Oscar Valdez overcame depression, rib injury to challenge for super featherweight title
If Oscar Valdez could completely erase 2022 from his memory banks, he would do it in a heartbeat. The former WBC featherweight champion not only suffered his first loss when he was outclassed by Shakur Stevenson in a match on April 30, 2022, but then suffered serious back injuries .
In a horrific accident that occurred after the Stevenson fight, Valdez, 32, slipped while walking down the stairs and broke several ribs. That kept him out of the gym for a long time. When he felt he was ready, on his first day of sparring, he was hit by a body shot and broke a couple of ribs again.
That was not the way he wanted to try to make things right after the scary loss to Stevenson. He was out until May 20, when he got a decision over Adam “Bluenose” Lopez on the Devin Haney-Vasiliy Lomachenko undercard at the MGM Grand Garden in Las Vegas.
“I thought I was healed [after the slip] and I went into a sparring session and I got the broken ribs again and I was like, ‘What’s going on here?’” Valdez told Yahoo Sports. “They made me take that long break of over a year. I didn’t know how I was going to deal with someone like Adam Lopez. Just because I was going in there and winning that fight after everything that happened to me, I was happy for that.
“You never know how things will go in a situation like that, so when I did what I had to do in the fight with Adam Lopez, I was happy. And that opened the door for me to face a fighter like ‘Vaquero’ [Emanuel] Navarrete. I am very happy because I feel better than ever physically and mentally. I realized just how much I missed boxing after losing to Shakur Stevenson.

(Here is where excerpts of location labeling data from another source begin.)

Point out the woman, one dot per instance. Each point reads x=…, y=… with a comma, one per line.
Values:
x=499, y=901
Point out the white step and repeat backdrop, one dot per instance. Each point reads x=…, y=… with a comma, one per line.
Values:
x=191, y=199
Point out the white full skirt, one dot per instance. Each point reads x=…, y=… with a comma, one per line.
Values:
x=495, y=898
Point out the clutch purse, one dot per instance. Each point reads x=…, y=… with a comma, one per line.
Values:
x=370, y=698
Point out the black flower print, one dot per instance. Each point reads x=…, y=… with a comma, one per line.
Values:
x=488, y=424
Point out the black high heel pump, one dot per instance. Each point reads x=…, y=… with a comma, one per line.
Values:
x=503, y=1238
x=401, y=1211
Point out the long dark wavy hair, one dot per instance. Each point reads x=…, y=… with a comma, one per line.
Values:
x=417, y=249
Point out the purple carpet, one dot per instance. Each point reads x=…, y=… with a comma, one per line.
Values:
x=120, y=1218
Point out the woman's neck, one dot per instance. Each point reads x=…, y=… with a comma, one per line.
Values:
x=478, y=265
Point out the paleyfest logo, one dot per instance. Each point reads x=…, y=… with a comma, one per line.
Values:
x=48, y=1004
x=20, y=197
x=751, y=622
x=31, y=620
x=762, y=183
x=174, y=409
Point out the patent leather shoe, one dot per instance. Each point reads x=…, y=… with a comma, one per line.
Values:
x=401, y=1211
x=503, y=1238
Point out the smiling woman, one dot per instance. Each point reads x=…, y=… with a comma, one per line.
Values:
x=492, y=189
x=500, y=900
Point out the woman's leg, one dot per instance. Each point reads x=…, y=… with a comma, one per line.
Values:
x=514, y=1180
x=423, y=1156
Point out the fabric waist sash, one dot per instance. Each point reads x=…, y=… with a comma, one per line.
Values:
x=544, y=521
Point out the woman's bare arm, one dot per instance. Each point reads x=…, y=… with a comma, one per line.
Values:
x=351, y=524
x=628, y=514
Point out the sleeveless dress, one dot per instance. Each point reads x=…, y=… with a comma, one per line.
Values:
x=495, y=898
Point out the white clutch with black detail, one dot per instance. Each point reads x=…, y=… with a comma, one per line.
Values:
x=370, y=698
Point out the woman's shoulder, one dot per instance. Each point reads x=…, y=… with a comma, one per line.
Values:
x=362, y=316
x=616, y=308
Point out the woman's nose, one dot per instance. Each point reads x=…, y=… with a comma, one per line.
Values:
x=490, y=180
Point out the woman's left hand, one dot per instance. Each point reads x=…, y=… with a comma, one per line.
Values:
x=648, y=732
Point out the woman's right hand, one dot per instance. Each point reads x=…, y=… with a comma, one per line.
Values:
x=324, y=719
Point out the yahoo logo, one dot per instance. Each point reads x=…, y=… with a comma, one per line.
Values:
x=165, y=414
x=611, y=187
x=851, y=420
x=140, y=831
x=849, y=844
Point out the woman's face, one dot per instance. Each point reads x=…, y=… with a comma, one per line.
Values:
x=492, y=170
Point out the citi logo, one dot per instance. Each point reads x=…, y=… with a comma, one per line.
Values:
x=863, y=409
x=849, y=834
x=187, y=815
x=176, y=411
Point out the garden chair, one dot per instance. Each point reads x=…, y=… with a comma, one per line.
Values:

Valdez (31-1, 23 KOs) will fight Navarrete, who is 37-1 with 30 KOs, on Saturday in the main event of the Top Rank card at Desert Diamond Arena in Glendale, Arizona.
The win over Lopez wasn’t the most impressive of Valdez’s 31 professional bouts, but it did a lot for him in his mind.
He never thought that the fight with Stevenson would go the way it did, where it was difficult for him to hit Stevenson cleanly many times and he fell around after a round. He suffered greatly after the fight.
“I was going through a slump after that,” he said. “It was difficult. I’m going through that depression and I got injured and it made it worse and I thought, ‘Man, what am I going to do without boxing?’ Boxing has been such an important part of my life for a long time. I have been boxing since I was 8 years old.
“It was difficult to go through, but it was also an eye-opener for me. I realized how much I missed this sport and that I want to be a champion again and what I needed to do to get myself back to where I need to be.”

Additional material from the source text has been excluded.